Monday, July 01, 2019

JOLLIBEE

On days I need a little bit of a perk-me-up, I talk to Tina, or Irene, who are both at least half-Asian, and have faced their share of racial intersectional issues, and who both now reside in the US. I think generally people, whether from work, or the ones I've met through my travel, or my family members or whatever, they just let me ramble on about my thoughts, and I'm like the train that never runs out of steam. I do, actually, really depend on people propping me up every now and then, because I'm a human bean, and I never know if the course I'm setting sail on is ever the right one, if there even is such a thing as a right one. It takes so much time and energy to keep resetting myself, as if I have a map and compass, to decide whether there are parts of myself and my past that I want to reconcile with my future, or to simply leave it all behind.

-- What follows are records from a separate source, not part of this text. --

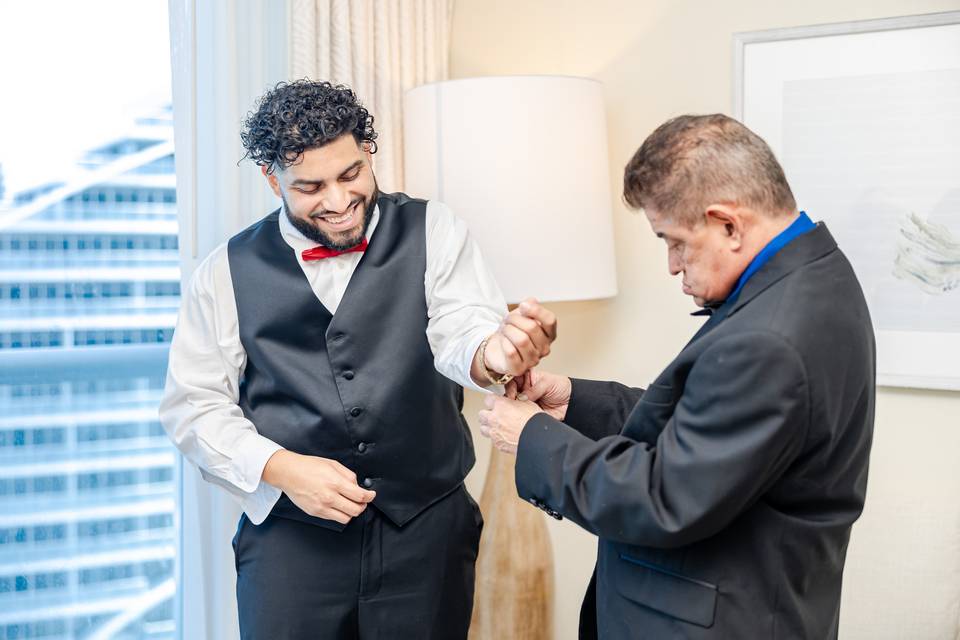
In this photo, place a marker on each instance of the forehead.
(327, 161)
(666, 227)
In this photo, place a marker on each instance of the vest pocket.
(672, 594)
(659, 394)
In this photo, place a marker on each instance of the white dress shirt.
(199, 409)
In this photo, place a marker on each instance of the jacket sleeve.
(599, 409)
(741, 420)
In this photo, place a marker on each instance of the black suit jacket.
(723, 494)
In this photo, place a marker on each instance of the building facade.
(89, 289)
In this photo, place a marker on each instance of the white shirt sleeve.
(464, 302)
(199, 409)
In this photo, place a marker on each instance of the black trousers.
(298, 581)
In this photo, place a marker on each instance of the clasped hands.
(525, 336)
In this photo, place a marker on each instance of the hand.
(320, 486)
(503, 420)
(550, 391)
(523, 339)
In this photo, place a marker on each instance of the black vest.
(358, 386)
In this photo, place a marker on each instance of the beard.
(343, 241)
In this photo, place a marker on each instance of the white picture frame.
(888, 90)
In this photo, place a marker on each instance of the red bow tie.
(319, 253)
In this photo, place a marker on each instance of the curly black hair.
(296, 116)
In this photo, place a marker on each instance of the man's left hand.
(503, 420)
(523, 339)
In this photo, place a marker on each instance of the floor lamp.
(523, 159)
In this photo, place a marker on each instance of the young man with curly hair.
(316, 374)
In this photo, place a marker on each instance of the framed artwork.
(865, 118)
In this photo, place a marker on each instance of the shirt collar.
(797, 228)
(299, 242)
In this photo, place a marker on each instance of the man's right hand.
(320, 486)
(550, 391)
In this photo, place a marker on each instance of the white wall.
(658, 59)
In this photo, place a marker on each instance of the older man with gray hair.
(723, 494)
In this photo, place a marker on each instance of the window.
(88, 290)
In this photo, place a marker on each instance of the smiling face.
(329, 194)
(710, 255)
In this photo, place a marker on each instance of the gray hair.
(690, 162)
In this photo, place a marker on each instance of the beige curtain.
(380, 48)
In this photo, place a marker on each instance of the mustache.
(327, 212)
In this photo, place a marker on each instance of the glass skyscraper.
(89, 288)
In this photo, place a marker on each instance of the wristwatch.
(493, 376)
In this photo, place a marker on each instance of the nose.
(336, 198)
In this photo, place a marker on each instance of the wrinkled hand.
(523, 339)
(503, 420)
(550, 391)
(320, 486)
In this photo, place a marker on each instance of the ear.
(271, 180)
(728, 221)
(367, 148)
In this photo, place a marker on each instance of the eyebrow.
(301, 182)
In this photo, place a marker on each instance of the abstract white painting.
(865, 118)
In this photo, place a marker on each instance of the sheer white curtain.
(225, 53)
(380, 48)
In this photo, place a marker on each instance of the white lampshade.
(523, 159)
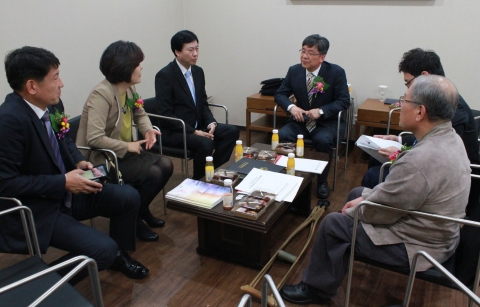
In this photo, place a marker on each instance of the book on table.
(198, 193)
(371, 145)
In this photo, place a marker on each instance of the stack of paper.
(282, 185)
(304, 165)
(371, 146)
(198, 193)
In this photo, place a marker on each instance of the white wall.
(244, 42)
(77, 32)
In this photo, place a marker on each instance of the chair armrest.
(27, 230)
(85, 261)
(220, 106)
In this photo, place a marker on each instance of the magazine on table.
(198, 193)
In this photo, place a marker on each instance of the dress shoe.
(153, 221)
(145, 234)
(322, 190)
(131, 268)
(302, 294)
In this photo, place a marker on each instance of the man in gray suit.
(415, 182)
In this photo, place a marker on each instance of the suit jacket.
(101, 124)
(332, 101)
(432, 177)
(464, 124)
(29, 172)
(174, 99)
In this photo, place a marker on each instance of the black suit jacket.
(29, 172)
(174, 99)
(332, 101)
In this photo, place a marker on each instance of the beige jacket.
(432, 177)
(101, 124)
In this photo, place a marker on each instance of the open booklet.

These are the things that have helped me through the past week.
Irene: I think it's so important to understand what's wrong with society in the country where we live and the difficulties in our own race in order to breakthrough and unlearn the toxic behaviors. It doesn't mean we don't love our background or our ethnicity, but it's also the best parts of ourselves that get hidden because people prescribe to tradition and convention and don't feel ready to confront reality.

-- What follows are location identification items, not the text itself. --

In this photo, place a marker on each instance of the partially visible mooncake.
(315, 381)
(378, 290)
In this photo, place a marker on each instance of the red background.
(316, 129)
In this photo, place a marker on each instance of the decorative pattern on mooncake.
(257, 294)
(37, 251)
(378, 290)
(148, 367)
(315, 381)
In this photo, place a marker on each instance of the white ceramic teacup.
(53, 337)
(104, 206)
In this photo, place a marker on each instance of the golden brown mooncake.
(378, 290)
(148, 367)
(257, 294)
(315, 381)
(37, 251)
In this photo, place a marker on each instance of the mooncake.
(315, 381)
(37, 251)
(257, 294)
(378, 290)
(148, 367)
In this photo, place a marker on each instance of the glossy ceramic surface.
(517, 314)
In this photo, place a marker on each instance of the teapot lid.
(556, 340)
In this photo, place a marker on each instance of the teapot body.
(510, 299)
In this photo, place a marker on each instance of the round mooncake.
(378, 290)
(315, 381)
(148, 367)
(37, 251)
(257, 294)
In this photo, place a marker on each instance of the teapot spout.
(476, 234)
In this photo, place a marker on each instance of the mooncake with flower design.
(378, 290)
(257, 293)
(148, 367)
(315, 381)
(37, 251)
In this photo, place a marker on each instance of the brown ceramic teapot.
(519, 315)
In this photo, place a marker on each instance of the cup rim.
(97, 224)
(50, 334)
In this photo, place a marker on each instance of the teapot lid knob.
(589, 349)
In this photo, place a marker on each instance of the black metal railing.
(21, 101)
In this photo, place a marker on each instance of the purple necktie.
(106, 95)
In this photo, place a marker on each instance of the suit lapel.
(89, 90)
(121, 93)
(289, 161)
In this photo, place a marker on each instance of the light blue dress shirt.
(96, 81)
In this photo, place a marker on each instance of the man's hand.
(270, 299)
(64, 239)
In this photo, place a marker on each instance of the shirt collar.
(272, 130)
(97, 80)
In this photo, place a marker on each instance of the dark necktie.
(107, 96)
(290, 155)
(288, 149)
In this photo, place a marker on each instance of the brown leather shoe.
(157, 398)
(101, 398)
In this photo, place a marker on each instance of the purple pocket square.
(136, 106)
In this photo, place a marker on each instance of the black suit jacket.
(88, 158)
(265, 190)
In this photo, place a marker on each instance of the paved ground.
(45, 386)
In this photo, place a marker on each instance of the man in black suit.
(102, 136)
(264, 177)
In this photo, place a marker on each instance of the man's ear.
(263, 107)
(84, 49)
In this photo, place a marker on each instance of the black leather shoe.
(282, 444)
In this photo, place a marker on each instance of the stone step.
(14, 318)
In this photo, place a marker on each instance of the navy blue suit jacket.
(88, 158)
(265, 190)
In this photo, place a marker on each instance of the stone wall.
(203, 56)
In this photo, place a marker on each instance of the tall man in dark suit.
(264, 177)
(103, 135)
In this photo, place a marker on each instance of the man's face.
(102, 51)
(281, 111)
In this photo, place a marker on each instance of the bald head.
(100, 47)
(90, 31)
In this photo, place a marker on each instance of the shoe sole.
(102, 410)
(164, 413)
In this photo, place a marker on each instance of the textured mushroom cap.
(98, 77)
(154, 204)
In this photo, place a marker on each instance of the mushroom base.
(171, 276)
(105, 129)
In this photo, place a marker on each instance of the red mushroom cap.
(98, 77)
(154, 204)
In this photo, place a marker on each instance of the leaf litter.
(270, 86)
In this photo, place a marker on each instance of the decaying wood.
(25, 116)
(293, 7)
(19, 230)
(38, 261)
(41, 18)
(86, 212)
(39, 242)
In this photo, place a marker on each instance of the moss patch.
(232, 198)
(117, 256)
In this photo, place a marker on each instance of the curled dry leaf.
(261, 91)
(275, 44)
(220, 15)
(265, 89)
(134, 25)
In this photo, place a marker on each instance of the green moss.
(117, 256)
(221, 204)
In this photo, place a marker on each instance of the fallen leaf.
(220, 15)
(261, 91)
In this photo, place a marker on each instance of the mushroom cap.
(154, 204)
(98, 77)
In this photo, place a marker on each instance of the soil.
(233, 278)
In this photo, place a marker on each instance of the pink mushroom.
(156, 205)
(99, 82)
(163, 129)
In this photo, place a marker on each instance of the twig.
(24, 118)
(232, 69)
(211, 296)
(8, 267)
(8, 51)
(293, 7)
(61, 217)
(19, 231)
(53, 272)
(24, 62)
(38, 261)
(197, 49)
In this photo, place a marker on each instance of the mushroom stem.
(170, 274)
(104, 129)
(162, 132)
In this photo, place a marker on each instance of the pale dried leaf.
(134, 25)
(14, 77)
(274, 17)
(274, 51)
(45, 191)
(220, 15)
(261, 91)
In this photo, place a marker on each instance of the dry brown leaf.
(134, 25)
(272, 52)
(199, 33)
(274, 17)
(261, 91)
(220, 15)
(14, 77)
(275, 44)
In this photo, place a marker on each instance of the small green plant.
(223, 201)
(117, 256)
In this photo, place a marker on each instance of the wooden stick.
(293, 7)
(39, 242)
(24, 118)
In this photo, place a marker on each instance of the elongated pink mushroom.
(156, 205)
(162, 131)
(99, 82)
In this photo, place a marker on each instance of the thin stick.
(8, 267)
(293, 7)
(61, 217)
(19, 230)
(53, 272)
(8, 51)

What's good is that many Singaporeans younger than us, especially women, are more and more open and aware of these goings-on and feel bold to take it into their own hands to explore who they are and be against the Asian patriarchy. But it's also gonna take time for things to catch up there.

And yes, while over here the dialogue is more ahead than a lot of places in the world, there are still so many difficult issues going around here, which I'm sure you are aware of! But it definitely is somewhat better living somewhere urban and has much more open leanings that are people-centric and with a social justice understanding, ie. where you've already been like NYC. (But of course a lot of hidden political affiliations that some ppl don't wish to display)

It's a very Asian thing where if you are outspoken that they expect you to just keep your opinions to yourself and fall in line to maintain harmony. Difficult, man. Sometimes we gotta voice out things because it's the right thing to do. 

Tina: I'm so sorry about your second friend. It's painful, but growing up and growing out of friendships is an unfortunate side effect to growing up in general. Different people for different stages.

Feminism is also SO relative and it's unfortunate when people fail to neglect that relativity. I've read your posts and you're very clear on the fact that you know your stance isn't like the majority of people around you. Like yessssss you're aware that your views are more US-centric (which is why you wanna move lmfao duh).

Feminism, racism, intersectionality means different things for different people especially when you put into context that everyone lives a different life with different needs.... but it's so upsetting and heartbreaking when friends warp your views against their own and make you out to be the bad guy when you're trying to communicate that relativity with critical reasoning and respect.

I'm sorry about your friend, but I'm so happy you've found solace and more in your partner. You're a radical romantic and you deserve this!

Lucas: For me the biggest culture shock is Singapore itself. Having lived and been in other Western countries (excluding Eastern Europe in my definition of Western) the US, while liberal in many places --- especially NY, is probably the least liberal of western countries but compared to Singapore it's still decades ahead. So I can't imagine how it would be coming from SG to somewhere where you can do so many things I take for granted.
I'm in the midst of scheduling my CUNY admissions tests in August, and it will be nice to be able to wear just one layer or so in New York! Also, I will have to start studying soon.